I feel anxious and unmotivated, much the same way I did before I had a good full time job. So it’s plain that money, while really helping my anxiety, does not cure it.
I am creative, and even now as I type this, I feel that I protest too much and that I’m secretly a pretender, because I have to say it. But I have to say it because I have to remind myself.
I write. I paint. I build. I weave. I spin. I do things that not too many know about because I don’t know how to talk about things. I write poems, I think about literature, I think about art, I try to figure out how to teach people things they need to know. I do a lot.
I tried to monetize these things, written above. Selling crafts wasn’t too bad, but the secondary costs (time, transit, marketing, etc) outweighed the actual production. I found myself unable to find enough time to actually make stuff to sell.
I am afraid to talk to people I don’t already know unless I have some concrete reason to do so. I’m afraid to talk to others about what I do. I support their creativity, but I am terrified of others, even if they are somewhat familiar to me. I have nothing to offer. I feel I don’t belong anywhere. And they will find me out.

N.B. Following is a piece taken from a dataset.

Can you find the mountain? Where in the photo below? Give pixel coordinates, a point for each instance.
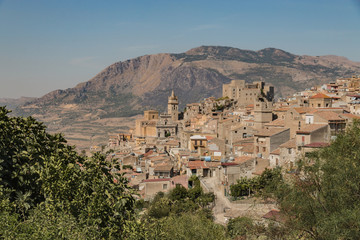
(127, 88)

I can fake the opposite really well, I’m a great actress, but there are so few places and situations in which I feel that I really, well and truly, belong there. Someone’s always going to find me out. This actually makes me very good at coordination, event planning, anything that involves schemes, schedules, and contingencies. My whole internal monologue is a labyrinth of contingencies. Central mission: escape detection.
I never really get uninterrupted time to concentrate on something creative. I often have to stop as soon as I get concentrating because something has to be done. And even if nothing needs to be done, I have an internal egg timer. I have to change about every 30 minutes. I have to get up and briefly switch activities, thoughts, ideas the way I have to get up and calm my thrashing legs at night sometimes.
My lovers don’t want me – I am convinced. Part of me will forever interpret silence as rejection. This is not to say I’m clingy – I’m just reading every embrace as a kissoff. No one ever is really that excited to see me. My charm isn’t really, and my body is just not that enticing.
I was really hoping this shit would calm down once I got within spitting distance of 40, but I should go off, I guess.